Les combats se sont déroulés dans la région de Geti, dans le district de l'Ituri (en Province-Orientale). Selon le colonel Basse, ils ont permis de récupérer deux localités, dont une, Kigo, à 8 kilomètres au sud-est de Geti, abritait un état-major de la FRPI.

Selon le Bureau de l'ONU pour la coordination des affaires humanitaires (Ocha), plus de 500 personnes se seraient déplacées de façon préventive.

Ocha précise que l'offensive a été lancée "après plus de deux mois de sensibilisation et d'appel à la reddition des miliciens [pour qu'ils intègrent] le processus de désarmement, démobilisation et réinsertion (DDR) dont l'ultimatum est expiré depuis le 20 mars".

L'ancien commandant de la FRPI, Germain Katanga, a été reconnu coupable le 7 mars par Cour pénale internationale (CPI) de complicité de crimes de guerre et de crimes contre l'humanité pour sa participation "indirecte" à un massacre commis par ses miliciens en février 2003 et dans lequel 200 personnes avaient péri.

Sa peine doit être annoncée prochainement mais la CPI a annoncé mercredi que Germain Katanga, 35 ans, avait décidé de faire appel.

Les affrontements interethniques entre milices qui se disputent les terres de l'Ituri, riches en ressources naturelles (or, pétrole, diamants...), ont débuté en 1999 et ont, selon l'accusation, "dévasté" la zone.

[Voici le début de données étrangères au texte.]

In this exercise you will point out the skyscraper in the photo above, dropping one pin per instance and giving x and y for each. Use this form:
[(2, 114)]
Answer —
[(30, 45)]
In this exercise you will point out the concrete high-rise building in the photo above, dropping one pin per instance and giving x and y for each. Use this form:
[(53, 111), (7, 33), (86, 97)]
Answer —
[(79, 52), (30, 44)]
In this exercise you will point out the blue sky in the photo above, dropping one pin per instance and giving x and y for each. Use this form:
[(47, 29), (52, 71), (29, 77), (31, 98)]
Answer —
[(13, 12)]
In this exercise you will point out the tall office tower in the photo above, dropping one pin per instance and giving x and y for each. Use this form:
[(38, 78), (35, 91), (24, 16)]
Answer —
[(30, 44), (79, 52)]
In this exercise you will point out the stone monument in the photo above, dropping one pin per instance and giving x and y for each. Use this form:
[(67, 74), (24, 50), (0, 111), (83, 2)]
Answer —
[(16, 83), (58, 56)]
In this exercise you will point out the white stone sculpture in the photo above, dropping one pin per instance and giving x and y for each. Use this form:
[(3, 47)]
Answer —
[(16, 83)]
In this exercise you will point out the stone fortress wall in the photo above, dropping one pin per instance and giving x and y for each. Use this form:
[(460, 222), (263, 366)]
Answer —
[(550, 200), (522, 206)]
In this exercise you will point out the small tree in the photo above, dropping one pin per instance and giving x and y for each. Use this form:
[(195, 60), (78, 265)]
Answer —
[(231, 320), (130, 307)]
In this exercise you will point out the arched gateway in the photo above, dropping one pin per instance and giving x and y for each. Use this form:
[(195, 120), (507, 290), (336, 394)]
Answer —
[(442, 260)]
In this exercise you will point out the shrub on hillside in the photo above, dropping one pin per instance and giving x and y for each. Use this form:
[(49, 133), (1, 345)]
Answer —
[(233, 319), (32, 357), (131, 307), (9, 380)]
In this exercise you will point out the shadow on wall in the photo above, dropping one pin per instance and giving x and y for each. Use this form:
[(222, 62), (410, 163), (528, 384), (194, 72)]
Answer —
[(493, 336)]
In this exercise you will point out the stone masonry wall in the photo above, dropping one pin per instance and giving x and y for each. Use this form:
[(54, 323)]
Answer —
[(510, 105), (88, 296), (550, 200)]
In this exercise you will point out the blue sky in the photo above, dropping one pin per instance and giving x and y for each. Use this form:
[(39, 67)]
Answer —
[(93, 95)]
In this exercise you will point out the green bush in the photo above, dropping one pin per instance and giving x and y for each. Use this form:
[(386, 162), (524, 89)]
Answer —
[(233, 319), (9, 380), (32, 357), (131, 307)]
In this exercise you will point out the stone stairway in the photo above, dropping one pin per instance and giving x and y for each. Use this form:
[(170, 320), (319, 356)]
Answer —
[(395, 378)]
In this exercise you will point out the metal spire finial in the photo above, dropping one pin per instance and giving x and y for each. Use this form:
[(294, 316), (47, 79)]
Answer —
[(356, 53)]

Selon des ONG, ces violences ont fait plus de 60.000 morts.

La FRPI, dont plusieurs milliers de combattants avaient été démobilisés et intégrés à l'armée congolaise de 2004 à 2006 a commencé à se reformer fin 2007 après le transfèrement de Germain Katanga à La Haye. Ses effectifs sont estimés aujourd'hui à quelque 500 hommes.